Tuesday, September 11, 2012

Rhetoric and reality in TUC strike vote


The leaders of the Trades Union Congress will need to match rhetoric with deeds for a change if we are to take seriously the unanimous vote yesterday for co-ordinated strike action by public sector workers over pay and spending cuts.

Unfortunately, the experience of the last few years is not a promising indicator of great things to come from the leaders of Unison, the GMB and Unite, the major unions in the sector.

Take the daylight pensions robbery carried out by the ConDem government. Despite the heroic efforts of the civil servants PCS union to sustain co-ordinated strike action, they were essentially left to fight alone. As a result, the Coalition has more or less had its way, imposing higher contributions and reducing benefits.

Or the spending cuts, which have led to thousands of redundancies at local councils together with eliminated or poorer services to the public. Where were the leaders of Unison and the GMB when this was happening? In practice, nowhere to be seen. One of the consequences is a further slump in trade union membership to under six million.

Local activists found it impossible to get sanctions for strike ballots to defend jobs and services, carried out in the main by Labour councils acting as agents for the Tory-led central government.
                             
Where the odd Labour councillor refused to back cuts budgets, they faced disciplinary action. The notorious treatment of Kingsley Abrams in Lambeth is a case in point. He was thrown out of the Labour Group for opposing the cuts, which was bad enough.

It gets worse. Recently no less a person than Len McCluskey, Unite’s general secretary openly attacked Abrams at the union’s executive council. He told Abrams to bury his differences and get himself back into the Lambeth Labour Group. Shocking but true. 

Perhaps the best opportunity the trade union movement had in the past year was to mobilise in defence of the National Health Service, which the ConDems carved up by extending the market right into its heart. Apart from some website campaigning, there was no significant action.

As for opposition to the government-imposed public sector pay freeze, it has been non-existent.

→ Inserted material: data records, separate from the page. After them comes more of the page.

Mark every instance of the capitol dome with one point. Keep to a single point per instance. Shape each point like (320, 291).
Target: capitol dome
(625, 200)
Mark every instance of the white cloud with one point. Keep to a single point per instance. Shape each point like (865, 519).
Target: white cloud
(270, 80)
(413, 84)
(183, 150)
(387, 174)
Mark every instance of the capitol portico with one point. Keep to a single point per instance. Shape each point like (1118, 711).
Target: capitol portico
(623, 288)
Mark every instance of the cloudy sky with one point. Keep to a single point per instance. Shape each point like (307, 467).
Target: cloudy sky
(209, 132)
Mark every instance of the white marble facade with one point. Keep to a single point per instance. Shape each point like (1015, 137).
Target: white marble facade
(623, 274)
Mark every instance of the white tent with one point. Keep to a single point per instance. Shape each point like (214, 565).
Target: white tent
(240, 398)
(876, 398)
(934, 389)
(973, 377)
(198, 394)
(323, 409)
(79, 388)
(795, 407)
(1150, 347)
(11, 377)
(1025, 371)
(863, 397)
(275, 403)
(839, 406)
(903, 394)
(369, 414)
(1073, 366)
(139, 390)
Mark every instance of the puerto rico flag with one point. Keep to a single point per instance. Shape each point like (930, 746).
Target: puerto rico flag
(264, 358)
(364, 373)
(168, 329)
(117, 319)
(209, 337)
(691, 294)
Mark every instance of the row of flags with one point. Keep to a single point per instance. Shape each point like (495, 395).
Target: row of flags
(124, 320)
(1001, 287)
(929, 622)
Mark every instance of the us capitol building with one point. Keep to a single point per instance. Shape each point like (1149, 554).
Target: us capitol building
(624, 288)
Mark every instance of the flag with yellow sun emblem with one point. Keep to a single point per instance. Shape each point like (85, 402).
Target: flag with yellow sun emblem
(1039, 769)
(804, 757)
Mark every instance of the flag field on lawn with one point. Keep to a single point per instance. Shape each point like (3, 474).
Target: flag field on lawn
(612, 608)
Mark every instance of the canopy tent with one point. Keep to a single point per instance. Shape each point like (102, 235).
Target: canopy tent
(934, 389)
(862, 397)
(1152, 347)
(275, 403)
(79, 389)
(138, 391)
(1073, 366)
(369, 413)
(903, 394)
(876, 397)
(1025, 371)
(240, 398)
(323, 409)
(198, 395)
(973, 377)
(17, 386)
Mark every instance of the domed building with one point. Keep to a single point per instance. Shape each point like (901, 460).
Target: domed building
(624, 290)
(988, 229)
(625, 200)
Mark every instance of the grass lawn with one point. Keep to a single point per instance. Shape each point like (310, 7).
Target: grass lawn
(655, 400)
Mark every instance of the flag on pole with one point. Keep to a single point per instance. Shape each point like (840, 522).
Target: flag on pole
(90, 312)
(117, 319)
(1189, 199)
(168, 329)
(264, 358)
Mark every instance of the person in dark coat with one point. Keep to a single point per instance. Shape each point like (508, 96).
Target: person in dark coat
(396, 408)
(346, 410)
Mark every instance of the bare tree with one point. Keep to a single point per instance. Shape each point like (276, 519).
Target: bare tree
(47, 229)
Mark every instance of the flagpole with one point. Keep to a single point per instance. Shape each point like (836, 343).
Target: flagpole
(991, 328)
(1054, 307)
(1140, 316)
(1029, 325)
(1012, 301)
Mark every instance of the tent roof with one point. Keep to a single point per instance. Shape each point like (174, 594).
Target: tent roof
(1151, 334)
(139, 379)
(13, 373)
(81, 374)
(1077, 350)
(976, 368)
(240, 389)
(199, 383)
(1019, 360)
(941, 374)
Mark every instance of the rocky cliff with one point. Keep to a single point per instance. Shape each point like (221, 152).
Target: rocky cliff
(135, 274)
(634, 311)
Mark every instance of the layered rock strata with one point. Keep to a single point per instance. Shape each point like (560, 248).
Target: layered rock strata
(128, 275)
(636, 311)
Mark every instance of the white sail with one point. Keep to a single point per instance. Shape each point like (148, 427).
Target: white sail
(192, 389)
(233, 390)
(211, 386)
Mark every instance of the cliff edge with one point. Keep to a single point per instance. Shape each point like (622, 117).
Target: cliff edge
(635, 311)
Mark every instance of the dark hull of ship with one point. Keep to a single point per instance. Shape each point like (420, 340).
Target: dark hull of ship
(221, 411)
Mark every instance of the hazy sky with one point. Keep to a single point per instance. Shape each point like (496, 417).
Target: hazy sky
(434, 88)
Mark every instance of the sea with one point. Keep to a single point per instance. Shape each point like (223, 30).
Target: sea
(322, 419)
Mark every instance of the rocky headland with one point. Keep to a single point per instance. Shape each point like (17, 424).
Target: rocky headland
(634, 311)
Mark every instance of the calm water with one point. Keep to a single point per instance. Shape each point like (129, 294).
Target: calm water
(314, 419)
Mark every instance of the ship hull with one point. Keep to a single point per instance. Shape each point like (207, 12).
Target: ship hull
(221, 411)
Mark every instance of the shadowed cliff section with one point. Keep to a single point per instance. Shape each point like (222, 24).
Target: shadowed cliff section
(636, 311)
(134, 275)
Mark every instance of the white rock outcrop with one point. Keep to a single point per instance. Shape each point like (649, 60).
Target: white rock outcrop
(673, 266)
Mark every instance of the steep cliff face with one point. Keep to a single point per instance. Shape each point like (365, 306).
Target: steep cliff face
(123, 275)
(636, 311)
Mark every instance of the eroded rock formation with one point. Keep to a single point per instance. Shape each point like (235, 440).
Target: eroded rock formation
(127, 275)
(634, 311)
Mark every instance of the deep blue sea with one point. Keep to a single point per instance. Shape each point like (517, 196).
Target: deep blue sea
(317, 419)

So the auguries are not good. With 80% of the cuts yet to be implemented, food prices starting to rise, energy costs on the increase and rail fares due to shoot up in January, the prospect for low-paid public sector workers is for living standards to fall even faster.

That anger, not of overpaid, well-fed bureaucrats but of the rank and file, was reflected in yesterday’s vote at the annual conference in Brighton.

Now the manoeuvring begins. Despite a plea from PCS general secretary Mark Serwotka for early action “before it’s too late” to start after the October 20 TUC march, the earliest strike action will take place will be spring 2013.

The TUC leaders are using the threat of strikes in an effort to make the ConDems “change course” and abandon the 1% pay cap set for 2013-14 and the year after. But they must surely know that’s not going to happen.

Nor will the trade union movement get the backing of Labour leader Ed Miliband, despite spending millions to get him elected over his brother. Labour backs the government’s pay policy and Miliband told a TUC dinner that strikes were not the answer.

The worst thing would be for the TUC leaders to fritter away trade unionists’ resolve with half-baked actions that are essentially protest strikes which the government then simply ignores because they are not a serious threat.

Yet the ConDems are weak, kept in office by a feeble Labour Party that is for “responsible capitalism” and something weird called “predistribution”, as well as union bureaucrats who won’t commit to all-out action.

The rank and file has to be extra vigilant in relation to union leaders this coming winter and also be prepared to organise independently in local assemblies to bring together all sections hit by unemployment, inflation and service cuts. A key aim of assemblies would  be to get rid of the Coalition and develop real  political strategies and economic alternatives to a catastrophic capitalist system.